I've come to appreciate turning in drafts to our professors here. If it weren't for those deadlines, there is a good chance that I may not have been as far into the paper as I am right now. The kind of drafting we are doing is pretty close to the second definition of the transitive verb form: "[drawing] the preliminary sketch, version, or plan of" (MWOD). But I'd like to think of them as being closest to the fifth definition of the noun form, which calls a draft a scheme. It's true--we are scheming! We have each found projects and topics that excite the kind of passion in us that independent research fosters. The scheming comes in when we work to get others excited about the project, and prove to them that our arguments are worth reading and discussing.
I was working on this week's thirty-page draft today when I first thought to myself, "What does it even *mean* to draft?!" There is a very simple way to answer that question. But that's no fun. So, quite naturally, I looked up the word's definition.

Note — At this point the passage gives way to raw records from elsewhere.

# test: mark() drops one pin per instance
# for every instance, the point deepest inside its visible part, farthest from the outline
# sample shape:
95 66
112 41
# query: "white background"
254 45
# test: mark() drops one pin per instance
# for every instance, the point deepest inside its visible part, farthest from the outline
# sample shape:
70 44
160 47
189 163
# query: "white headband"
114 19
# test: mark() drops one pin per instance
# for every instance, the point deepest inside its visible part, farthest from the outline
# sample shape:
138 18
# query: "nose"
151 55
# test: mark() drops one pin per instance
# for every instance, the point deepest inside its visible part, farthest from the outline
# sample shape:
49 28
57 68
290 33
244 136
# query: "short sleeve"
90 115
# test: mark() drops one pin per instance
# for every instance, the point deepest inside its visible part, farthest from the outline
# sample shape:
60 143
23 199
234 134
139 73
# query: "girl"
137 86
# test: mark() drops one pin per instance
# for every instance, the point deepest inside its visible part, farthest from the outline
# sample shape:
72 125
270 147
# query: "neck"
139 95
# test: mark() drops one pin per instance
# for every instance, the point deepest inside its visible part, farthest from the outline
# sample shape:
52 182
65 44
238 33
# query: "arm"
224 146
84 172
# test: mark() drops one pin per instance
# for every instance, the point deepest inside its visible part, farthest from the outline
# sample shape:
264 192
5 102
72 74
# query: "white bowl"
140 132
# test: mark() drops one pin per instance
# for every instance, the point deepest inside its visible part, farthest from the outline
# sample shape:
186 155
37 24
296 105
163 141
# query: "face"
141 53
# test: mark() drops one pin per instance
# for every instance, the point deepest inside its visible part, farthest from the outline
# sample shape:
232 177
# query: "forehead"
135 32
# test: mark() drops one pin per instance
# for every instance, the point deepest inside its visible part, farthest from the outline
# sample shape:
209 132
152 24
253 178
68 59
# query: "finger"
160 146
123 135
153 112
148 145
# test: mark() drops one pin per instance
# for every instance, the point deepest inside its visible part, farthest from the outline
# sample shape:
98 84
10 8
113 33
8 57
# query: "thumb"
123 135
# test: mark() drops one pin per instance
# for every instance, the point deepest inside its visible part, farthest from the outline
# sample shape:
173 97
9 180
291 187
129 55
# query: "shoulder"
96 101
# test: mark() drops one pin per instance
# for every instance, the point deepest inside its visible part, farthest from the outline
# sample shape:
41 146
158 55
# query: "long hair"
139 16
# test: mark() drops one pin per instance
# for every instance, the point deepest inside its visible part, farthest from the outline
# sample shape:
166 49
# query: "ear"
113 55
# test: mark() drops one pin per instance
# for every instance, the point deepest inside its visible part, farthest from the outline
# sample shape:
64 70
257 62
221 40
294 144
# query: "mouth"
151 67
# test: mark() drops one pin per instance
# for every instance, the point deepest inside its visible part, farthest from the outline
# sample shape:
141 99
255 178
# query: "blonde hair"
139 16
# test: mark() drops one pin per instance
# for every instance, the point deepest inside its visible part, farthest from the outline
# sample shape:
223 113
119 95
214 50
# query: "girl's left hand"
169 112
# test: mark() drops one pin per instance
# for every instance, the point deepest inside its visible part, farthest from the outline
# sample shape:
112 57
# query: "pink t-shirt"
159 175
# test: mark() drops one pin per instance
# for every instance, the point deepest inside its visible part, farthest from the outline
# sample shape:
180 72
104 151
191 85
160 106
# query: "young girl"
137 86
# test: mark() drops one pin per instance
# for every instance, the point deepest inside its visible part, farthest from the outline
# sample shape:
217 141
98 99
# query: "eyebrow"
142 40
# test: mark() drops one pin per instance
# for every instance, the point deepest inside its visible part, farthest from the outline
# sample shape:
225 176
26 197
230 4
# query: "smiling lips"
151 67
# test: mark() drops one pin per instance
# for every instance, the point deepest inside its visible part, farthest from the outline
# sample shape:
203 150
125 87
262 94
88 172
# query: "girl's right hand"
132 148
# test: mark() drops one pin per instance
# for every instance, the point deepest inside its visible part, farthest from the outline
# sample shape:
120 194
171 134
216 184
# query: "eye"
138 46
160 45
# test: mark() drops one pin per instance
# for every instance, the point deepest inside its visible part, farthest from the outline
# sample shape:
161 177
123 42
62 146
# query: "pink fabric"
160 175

Finding out that I needed to scroll down the page to read all of the definitions, I started thinking about what some of these various drafts have meant for me this semester.
I can identify with definitions 1-6, 9, and 11-13 of the noun form, and definitions 1 and 2 of the verb form. (Some of the identifications are a stretch, but where there's a will, there's a way. Many of the definitions use terms that make it so easy to use creative liberties.)
The thirty-page draft is due in T minus five days. The forty-page draft is due in T minus fifteen days. The paper is due in T minus twenty-nine days.
This program offers us many worlds. Not only are we writing these research papers, but we are living in a fabulous city, taking a seminar with great professors, spending a semester away from our campuses (and becoming familiar with what that even means for--and to--us), and experiencing some serious intellectual growth, to name a few things. But still, especially these days, I'm missing many of the great people in my life.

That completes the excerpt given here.